The stock of the government’s domestic debt held in the form of Treasury bills has nearly doubled over the past year to cross the Sh1 trillion mark, pointing to a liquidity crunch for the State amid below-target tax collection.
The increase in the volume of outstanding bills also reflects increased demand for the securities by unit trusts, pension funds, and the government’s own housing fund, which parks excess cash in the papers.
Latest Central Bank of Kenya (CBK) data shows that by June 13, T-bills stood at Sh1.003 trillion, accounting for 16.13 percent of total government domestic debt, having gone up from Sh615.9 billion or 12.7 percent of debt in June 2024.
The current outstanding T-bills represent an all-time high in nominal terms, matching the Sh1 trillion seen at the end of April 2019, but as a percentage of government domestic debt, the T-bills are trailing the 37 percent share reported in February 2019.
Given that they are issued weekly and on tenors of between three and 12 months, T-bills can come in handy in funding short-term liquidity needs for the government, alongside the overdraft facility at the CBK.
“On the supply side, the high uptake on recent sales may suggest that the government is liquidity strained, or ramping up its ammunition given the underperformance in ordinary revenue,” said Churchill Ogutu, an economist at IC Capital Group (Mauritius).
“We have also seen increased demand for T-bills from money market funds and pension funds which are now handling enhanced contributions, and the government has also been deploying some of the funds collected under the affordable housing levy in the short-term securities.”
As per its medium-term debt strategy, the government prefers to use Treasury bonds for financing its budget deficit, with T-bills largely utilised as liquidity management tools by financial sector players.
Pursuing this policy —which is meant to reduce short-term refinancing pressure for the Treasury— saw the outstanding volume of T-bills dip to a six-and-a-half-year low of Sh546 billion in December 2023, before progressively rising again to the current level of Sh1 trillion.
Over the past year, tax collection has been hit by tough economic conditions facing businesses, as well as the government’s inability to impose sweeping new tax measures after the rejection of the 2024 Finance Bill. Some of the rejected measures were however reintroduced successfully via the Tax Laws (Amendment) Act 2024 that was signed in December.

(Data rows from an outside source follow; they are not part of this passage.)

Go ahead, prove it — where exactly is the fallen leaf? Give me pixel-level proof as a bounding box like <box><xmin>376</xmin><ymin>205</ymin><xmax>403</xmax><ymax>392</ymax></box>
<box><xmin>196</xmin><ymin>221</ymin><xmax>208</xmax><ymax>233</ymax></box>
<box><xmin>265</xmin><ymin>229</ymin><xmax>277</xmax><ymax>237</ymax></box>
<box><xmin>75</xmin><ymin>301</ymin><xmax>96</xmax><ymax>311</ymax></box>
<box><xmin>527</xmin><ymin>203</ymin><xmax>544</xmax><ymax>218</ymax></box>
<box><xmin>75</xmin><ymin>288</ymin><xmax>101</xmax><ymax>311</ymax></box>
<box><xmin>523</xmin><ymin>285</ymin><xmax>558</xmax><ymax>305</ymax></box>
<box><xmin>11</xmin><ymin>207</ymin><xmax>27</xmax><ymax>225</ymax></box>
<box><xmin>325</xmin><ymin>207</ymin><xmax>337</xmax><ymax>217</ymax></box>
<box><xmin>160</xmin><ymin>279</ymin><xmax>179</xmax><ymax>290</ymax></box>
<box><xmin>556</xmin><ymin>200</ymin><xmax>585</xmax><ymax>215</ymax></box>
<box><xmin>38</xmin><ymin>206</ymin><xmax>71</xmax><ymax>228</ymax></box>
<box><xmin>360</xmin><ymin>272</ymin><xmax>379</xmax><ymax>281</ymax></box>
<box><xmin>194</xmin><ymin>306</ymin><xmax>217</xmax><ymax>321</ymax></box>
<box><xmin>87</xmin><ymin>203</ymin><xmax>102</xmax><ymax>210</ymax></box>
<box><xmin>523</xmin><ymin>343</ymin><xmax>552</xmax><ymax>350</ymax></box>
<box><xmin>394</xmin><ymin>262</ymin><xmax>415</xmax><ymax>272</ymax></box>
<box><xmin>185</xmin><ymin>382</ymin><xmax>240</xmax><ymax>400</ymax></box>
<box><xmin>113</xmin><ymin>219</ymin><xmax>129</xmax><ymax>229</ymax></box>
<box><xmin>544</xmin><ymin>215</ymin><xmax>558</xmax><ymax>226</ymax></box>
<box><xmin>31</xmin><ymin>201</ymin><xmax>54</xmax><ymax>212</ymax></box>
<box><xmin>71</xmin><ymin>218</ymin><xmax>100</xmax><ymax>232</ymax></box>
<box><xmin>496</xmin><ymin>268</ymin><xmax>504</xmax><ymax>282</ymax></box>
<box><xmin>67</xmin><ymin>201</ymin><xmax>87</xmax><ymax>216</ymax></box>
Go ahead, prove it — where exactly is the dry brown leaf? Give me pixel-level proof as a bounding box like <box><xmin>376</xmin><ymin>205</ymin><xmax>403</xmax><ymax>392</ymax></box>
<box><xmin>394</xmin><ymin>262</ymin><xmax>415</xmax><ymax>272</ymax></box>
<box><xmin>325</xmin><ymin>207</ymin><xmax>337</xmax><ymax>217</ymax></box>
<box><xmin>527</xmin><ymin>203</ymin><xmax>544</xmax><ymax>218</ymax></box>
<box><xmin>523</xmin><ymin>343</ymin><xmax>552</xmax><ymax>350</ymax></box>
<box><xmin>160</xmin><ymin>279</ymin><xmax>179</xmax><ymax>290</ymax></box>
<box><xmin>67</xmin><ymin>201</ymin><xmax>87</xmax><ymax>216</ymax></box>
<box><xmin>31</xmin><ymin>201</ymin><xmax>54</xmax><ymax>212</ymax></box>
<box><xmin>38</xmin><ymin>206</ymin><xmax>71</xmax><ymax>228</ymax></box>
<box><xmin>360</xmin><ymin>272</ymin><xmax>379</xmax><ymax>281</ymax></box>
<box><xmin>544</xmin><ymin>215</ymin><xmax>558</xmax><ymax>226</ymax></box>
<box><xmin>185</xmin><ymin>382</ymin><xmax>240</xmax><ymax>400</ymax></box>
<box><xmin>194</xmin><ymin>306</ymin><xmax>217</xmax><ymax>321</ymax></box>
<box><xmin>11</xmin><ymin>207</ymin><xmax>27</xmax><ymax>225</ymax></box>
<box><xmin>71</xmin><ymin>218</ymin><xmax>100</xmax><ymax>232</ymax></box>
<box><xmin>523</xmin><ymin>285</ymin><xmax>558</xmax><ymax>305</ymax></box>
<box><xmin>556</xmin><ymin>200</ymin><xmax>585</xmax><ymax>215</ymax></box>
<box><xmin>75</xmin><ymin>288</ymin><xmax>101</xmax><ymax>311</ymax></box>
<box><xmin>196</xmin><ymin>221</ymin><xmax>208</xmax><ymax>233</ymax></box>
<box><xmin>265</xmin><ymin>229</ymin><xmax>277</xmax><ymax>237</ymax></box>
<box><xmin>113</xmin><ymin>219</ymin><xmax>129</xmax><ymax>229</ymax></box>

The latest Kenya Revenue Authority (KRA) data shows that in the 10 months to April 2025, tax revenue collected on behalf of the national government stood at Sh1.91 trillion, equivalent to 95 percent of the prorated target of Sh2.006 trillion for the period.
Increased liquidity
At the same time, the National Treasury has within this financial year been forced to issue two supplementary budgets to cover the revenue shortfalls, with a third one currently tabled and under consideration in Parliament.
This higher demand for funding has coincided with increased liquidity in the money market, which has provided the demand for short-term securities.
Collective investment schemes have significantly contributed to the uptake through their money market funds, which are by law limited to investing in short-term government debt or cash deposits.
As per Capital Markets Authority (CMA) data, the assets under management of the schemes more than doubled to Sh496.2 billion in March 2025 from Sh225.36 billion a year earlier. They held 46.2 percent of these assets (Sh229.7 billion) in government securities.
Pension funds are also sitting on a larger pool of investable funds following the enhancement of contributions to the National Social Security Fund, some of which are ceded to private pension schemes as tier-two contributions.
Similarly, banks have parked more cash in government paper over the past year, with the growth in lending to the private sector standing at just two percent in the year to May 2025.
Their holdings of government debt rose by Sh174 billion to Sh2.82 trillion over the past 12 months.
In May, the government also disclosed that it had invested Sh20 billion collected from the affordable housing levy in Treasury bills and bonds, indicating that it was collecting the levy at a faster pace than it could deploy funds in the construction of houses.